Iron accumulation in trophoblasts. Placentas from Plasmodium-infected pregnant females were evaluated at G19 for iron accumulation by Prussian blue staining in placental sections. (A,B) Non-infected placenta showing maternal blood space (MBS) and fetal capillary (FC) separated by trophoblast. (C,D) Infected placenta from a live fetus that shows no iron accumulation in trophoblasts and fairly preserved tissue structure; (E,F) Infected placenta from a dead fetus showing significant iron accumulation (blue) in trophoblast and loss of integrity of the tissue structure. Iron seems to be accumulated in phagocytic trophoblasts (surrounded area in F and box in G) and at the interface between trophoblast and fetal capillary (arrows in F) but not in MBS (E–G). Areas delimitated in A,C,E are magnified (crop and zoom) in B,D,F, respectively. Scale bars: 25 μm (A,C,E) and 10 μm (G). Arrowheads point to infected erythrocytes.

FIGURE 5

Hypothesis explaining heme-iron overload in trophoblast according to IE load.
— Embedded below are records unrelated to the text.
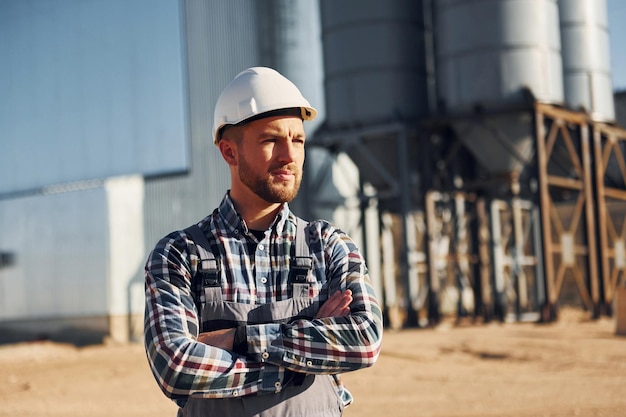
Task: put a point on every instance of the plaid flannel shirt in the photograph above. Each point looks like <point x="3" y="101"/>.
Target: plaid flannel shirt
<point x="256" y="272"/>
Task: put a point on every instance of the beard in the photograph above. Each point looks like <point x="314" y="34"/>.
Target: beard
<point x="264" y="185"/>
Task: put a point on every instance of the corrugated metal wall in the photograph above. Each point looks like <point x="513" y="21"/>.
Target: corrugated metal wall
<point x="89" y="90"/>
<point x="60" y="246"/>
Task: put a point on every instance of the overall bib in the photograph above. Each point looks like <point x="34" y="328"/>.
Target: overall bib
<point x="299" y="395"/>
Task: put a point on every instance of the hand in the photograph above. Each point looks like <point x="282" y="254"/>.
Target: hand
<point x="222" y="339"/>
<point x="337" y="305"/>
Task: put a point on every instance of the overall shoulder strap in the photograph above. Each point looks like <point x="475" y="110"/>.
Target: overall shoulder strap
<point x="302" y="262"/>
<point x="208" y="265"/>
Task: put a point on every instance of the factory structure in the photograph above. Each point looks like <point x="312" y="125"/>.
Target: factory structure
<point x="472" y="148"/>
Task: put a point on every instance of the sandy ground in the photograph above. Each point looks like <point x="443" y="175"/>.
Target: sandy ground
<point x="575" y="367"/>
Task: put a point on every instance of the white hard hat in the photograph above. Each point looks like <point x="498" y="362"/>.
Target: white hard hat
<point x="256" y="91"/>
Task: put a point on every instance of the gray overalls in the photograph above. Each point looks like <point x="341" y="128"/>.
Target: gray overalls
<point x="305" y="395"/>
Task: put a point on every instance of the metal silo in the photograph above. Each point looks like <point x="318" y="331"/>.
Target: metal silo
<point x="586" y="58"/>
<point x="374" y="62"/>
<point x="494" y="56"/>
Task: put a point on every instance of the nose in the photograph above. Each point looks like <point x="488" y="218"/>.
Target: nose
<point x="287" y="151"/>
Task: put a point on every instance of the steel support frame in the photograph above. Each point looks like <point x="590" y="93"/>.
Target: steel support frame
<point x="609" y="142"/>
<point x="564" y="255"/>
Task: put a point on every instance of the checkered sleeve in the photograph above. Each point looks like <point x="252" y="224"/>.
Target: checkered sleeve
<point x="328" y="345"/>
<point x="181" y="365"/>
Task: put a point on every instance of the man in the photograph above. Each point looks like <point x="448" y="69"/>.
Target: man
<point x="254" y="312"/>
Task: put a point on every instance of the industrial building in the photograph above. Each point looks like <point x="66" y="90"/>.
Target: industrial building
<point x="471" y="147"/>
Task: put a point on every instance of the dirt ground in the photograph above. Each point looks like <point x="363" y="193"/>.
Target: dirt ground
<point x="574" y="367"/>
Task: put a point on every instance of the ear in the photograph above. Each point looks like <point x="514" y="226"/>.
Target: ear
<point x="228" y="149"/>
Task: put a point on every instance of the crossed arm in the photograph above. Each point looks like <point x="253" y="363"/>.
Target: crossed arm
<point x="336" y="306"/>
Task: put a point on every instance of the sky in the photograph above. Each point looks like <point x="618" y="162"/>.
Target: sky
<point x="617" y="36"/>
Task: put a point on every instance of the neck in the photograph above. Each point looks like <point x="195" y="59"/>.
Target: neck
<point x="256" y="212"/>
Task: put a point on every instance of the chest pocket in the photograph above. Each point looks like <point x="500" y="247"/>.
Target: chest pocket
<point x="215" y="313"/>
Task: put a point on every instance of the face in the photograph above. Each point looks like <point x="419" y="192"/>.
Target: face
<point x="270" y="156"/>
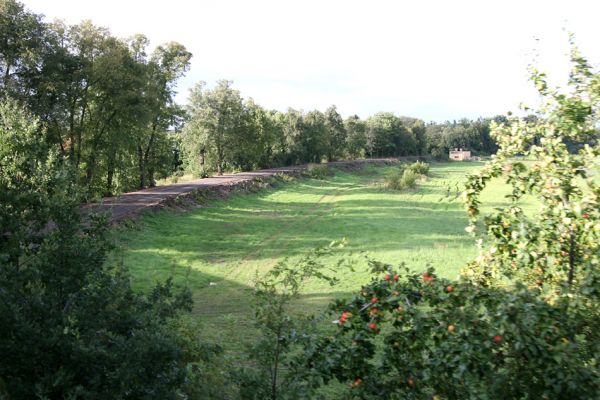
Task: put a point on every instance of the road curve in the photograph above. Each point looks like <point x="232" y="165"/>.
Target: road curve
<point x="130" y="204"/>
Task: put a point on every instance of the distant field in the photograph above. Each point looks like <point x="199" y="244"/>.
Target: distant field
<point x="218" y="251"/>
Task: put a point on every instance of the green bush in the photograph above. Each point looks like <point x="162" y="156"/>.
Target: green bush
<point x="419" y="167"/>
<point x="316" y="171"/>
<point x="409" y="179"/>
<point x="399" y="180"/>
<point x="523" y="319"/>
<point x="417" y="336"/>
<point x="71" y="326"/>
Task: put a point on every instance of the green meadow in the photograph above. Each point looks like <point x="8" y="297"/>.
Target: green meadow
<point x="218" y="250"/>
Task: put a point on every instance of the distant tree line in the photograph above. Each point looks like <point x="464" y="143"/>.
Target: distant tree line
<point x="108" y="107"/>
<point x="105" y="103"/>
<point x="226" y="132"/>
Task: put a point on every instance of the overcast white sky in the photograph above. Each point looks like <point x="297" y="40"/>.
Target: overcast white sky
<point x="435" y="60"/>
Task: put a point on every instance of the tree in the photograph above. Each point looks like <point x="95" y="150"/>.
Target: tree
<point x="356" y="139"/>
<point x="523" y="320"/>
<point x="215" y="118"/>
<point x="335" y="134"/>
<point x="70" y="324"/>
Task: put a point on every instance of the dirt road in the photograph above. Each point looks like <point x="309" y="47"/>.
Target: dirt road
<point x="129" y="204"/>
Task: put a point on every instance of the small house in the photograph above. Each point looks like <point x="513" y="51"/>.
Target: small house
<point x="460" y="155"/>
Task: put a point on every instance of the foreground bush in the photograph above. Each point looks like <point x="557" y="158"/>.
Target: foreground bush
<point x="419" y="168"/>
<point x="412" y="335"/>
<point x="70" y="325"/>
<point x="523" y="319"/>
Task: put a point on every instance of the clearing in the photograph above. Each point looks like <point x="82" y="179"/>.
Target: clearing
<point x="217" y="251"/>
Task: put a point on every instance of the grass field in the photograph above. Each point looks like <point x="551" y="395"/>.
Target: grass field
<point x="217" y="251"/>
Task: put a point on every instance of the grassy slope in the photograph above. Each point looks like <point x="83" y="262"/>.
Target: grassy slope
<point x="217" y="251"/>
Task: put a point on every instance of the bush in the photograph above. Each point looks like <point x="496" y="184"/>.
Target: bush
<point x="399" y="180"/>
<point x="419" y="168"/>
<point x="412" y="335"/>
<point x="316" y="171"/>
<point x="409" y="179"/>
<point x="523" y="319"/>
<point x="71" y="326"/>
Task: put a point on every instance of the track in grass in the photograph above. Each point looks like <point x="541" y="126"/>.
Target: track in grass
<point x="217" y="251"/>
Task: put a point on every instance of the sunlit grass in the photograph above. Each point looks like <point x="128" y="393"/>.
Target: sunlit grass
<point x="218" y="251"/>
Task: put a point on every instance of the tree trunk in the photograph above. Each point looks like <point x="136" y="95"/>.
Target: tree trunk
<point x="142" y="167"/>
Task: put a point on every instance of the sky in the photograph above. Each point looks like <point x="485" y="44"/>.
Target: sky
<point x="434" y="60"/>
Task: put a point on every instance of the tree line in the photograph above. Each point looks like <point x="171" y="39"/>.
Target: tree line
<point x="226" y="132"/>
<point x="108" y="107"/>
<point x="106" y="103"/>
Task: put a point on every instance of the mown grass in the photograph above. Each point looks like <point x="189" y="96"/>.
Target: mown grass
<point x="218" y="251"/>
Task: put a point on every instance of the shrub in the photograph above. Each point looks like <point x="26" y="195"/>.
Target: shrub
<point x="419" y="167"/>
<point x="523" y="319"/>
<point x="409" y="179"/>
<point x="399" y="180"/>
<point x="71" y="326"/>
<point x="316" y="171"/>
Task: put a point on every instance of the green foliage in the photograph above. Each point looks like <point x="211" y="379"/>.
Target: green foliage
<point x="522" y="320"/>
<point x="105" y="104"/>
<point x="400" y="179"/>
<point x="282" y="331"/>
<point x="419" y="168"/>
<point x="316" y="171"/>
<point x="413" y="335"/>
<point x="70" y="324"/>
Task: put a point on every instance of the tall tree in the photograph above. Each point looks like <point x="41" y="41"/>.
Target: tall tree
<point x="335" y="134"/>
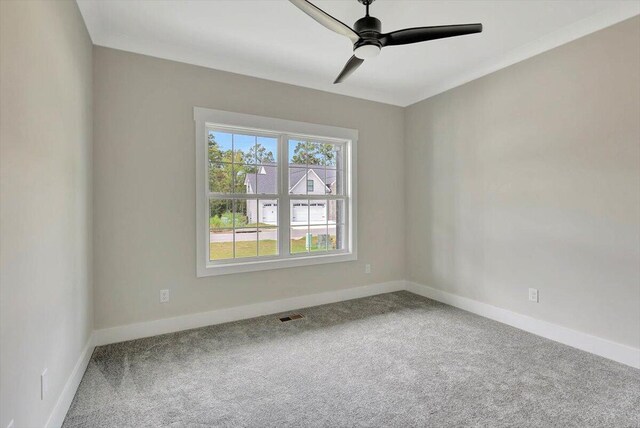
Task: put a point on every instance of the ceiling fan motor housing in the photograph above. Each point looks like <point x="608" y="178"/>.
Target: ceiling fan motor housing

Left panel: (A) increased phagocytosis of IEs and possibly non-IEs by cytotrophoblast (CTB) and syncythiotrophoblasts (STB) in low blood flow regions in maternal blood space (MBS) where IE and non-IE are sequestered; (B) disruption of erythrocytes in the phagocytic vacuole leads to free heme exposure; downregulation of FLVCR1a on trophoblasts might cause free heme accumulation due to decreased heme export; (C) heme catabolism by HO-1 generates large amounts of iron which may exceed ferritin binding capacity; (D) free iron (Fe²⁺) induces cell death by ROS. Right panel: (A) lower placental infection might not affect FLVCR1a expression and phagocytosis is decreased; (B) excessive free heme is exported from the cell; (C) iron from heme catabolism is neutralized by ferritin; and (D) trophoblasts are protected from programmed cell death.